I think of "brain in a vat" as a philosophical proposition.
Yeah.
Are you saying it's a male fantasy because some of us like to imagine ourselves as Supremely Rational Man™?
I'm saying that because I couldn't get beyond the idea that the whole proposition of pondering the possibility of sentience without a body. It sounds like psychosis to me, not philosophy.
Nah - I don't think its a fantasy in the sense that men want it. It's a fantasy in that it is a nightmare. I don't know that it is more a male nightmare than a female one - but if it is it may (as I said) be because it is the ultimate castration nightmare.

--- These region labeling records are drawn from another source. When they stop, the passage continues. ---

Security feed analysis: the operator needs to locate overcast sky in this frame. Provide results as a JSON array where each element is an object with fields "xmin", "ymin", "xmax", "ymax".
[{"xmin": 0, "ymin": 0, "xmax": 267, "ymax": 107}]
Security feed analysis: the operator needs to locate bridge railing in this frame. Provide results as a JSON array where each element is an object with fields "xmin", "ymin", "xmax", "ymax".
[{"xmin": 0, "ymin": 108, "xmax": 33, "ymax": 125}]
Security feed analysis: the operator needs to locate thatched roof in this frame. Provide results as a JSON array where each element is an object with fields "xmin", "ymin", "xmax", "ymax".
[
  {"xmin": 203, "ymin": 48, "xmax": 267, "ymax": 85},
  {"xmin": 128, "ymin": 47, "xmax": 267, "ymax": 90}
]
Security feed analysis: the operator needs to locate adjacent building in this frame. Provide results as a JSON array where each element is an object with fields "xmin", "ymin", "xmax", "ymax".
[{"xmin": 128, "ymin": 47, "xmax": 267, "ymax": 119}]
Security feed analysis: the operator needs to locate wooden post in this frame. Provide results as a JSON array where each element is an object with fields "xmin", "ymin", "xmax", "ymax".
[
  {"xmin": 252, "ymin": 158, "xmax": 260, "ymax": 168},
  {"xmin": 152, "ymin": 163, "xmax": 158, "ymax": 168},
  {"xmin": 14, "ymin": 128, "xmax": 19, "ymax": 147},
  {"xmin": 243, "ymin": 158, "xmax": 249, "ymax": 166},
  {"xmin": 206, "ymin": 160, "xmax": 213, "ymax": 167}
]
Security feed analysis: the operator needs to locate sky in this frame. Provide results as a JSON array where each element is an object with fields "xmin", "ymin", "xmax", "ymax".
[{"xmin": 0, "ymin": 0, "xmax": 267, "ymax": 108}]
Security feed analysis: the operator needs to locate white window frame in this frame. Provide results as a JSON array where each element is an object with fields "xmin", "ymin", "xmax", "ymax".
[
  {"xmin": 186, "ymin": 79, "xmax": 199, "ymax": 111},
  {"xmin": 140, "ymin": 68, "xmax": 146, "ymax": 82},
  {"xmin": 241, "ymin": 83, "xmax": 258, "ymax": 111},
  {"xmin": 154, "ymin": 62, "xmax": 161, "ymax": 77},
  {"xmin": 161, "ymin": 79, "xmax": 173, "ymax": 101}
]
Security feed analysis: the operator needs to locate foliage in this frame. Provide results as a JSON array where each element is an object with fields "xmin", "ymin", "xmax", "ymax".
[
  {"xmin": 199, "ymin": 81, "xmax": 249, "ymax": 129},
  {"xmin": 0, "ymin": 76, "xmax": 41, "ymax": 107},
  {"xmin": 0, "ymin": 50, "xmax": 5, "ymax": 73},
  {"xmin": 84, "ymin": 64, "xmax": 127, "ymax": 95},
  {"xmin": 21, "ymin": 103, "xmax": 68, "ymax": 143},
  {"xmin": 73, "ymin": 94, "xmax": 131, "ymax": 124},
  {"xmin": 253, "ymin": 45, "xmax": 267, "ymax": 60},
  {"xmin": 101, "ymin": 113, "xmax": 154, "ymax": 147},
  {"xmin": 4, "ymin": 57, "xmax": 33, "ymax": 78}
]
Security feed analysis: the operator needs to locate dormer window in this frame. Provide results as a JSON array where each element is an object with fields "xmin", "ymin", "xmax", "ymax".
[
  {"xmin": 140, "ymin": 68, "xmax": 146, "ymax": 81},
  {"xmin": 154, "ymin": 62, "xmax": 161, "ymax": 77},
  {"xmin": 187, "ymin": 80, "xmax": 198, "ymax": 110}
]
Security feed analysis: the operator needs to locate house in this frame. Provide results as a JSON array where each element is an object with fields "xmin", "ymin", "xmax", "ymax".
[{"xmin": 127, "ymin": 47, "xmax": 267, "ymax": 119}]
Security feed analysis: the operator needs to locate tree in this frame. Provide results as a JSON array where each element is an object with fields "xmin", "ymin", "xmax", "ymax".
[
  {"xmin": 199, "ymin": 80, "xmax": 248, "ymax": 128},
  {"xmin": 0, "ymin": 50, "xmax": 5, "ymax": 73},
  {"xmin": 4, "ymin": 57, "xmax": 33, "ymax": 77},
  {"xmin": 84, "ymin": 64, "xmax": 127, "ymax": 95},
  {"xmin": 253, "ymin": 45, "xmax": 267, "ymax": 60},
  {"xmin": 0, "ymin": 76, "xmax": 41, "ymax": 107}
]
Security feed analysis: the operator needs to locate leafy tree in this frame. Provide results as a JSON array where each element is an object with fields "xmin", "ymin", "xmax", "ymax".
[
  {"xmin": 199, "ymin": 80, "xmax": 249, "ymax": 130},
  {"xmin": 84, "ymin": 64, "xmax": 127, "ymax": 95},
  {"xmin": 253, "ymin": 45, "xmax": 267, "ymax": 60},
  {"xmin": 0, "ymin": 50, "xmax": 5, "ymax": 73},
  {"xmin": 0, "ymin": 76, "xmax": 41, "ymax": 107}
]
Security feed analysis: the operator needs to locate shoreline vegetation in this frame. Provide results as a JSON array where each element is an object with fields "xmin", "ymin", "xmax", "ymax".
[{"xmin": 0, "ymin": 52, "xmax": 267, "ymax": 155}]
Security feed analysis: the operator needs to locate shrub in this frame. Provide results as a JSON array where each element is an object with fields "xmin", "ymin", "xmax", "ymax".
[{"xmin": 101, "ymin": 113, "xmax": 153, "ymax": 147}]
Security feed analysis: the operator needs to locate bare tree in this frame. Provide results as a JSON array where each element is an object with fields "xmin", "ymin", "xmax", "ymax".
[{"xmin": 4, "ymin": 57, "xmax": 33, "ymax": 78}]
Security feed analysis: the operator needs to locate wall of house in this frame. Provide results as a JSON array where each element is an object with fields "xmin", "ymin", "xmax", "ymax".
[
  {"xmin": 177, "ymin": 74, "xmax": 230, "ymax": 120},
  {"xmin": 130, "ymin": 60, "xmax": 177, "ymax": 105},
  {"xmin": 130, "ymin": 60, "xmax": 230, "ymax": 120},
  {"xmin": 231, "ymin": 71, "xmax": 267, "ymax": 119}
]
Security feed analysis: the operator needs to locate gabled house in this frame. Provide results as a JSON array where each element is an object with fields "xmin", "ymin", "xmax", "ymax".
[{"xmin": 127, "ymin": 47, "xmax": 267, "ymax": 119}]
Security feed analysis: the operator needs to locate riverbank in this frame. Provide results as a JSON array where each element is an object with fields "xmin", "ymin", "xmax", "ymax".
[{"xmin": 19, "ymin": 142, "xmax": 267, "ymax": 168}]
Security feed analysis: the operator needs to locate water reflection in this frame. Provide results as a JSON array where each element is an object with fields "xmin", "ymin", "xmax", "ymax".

Dude, it's not worth spending two seconds thinking about. And yet people have written 100s of pages on it trying to rationalize it. You can't tell me that's a nightmare.
Burrell - seriously trying to rationalize it? You mean as in "this is a good thing". Or "this is route we should go". Because that is new to me. I've run into as extended premises for stories - but always as pretty horrible (0r in some cases comically horrific) stories.
Hey, Jim, maybe you ought to add a link to the Zmayhem FAQ in your Press post, because that did its job really well, I thought. No one should miss it.
One thing I like about
Futurama
is that it follows up on a bunch of really SFnal tropes like "heads in jars" and all that.
All the head in a jar talk is hard to swallow with coffee. But in a weird (and bizarre and horrifying)way it sounds like the ultimate in asceticism. I wouldn't know how it reads or plays, because I don't think I could read or watch such a story. Despite my body image demons, I'm still glad I have one. But still...
I don't see anything male about the head in a jar thing ... it's about sentience, about consciousness, isn't it? Integration/differentiation, that stuff. I've not read any happy stories about it, but as a bit of conjecture it strikes me as no weirder than many, and no less "deserving" of print space.
All the head in a jar talk is hard to swallow with coffee.
It would be really hard to swallow coffee if your head was in ajar?
(sorry, that's all I've got. I think the coffee hasn't hit the brain yet.)
It's an expression of Cartesian duality - it turns up in Beckett's trilogy as the last stage of Malloy/Mallone/Worm's descent.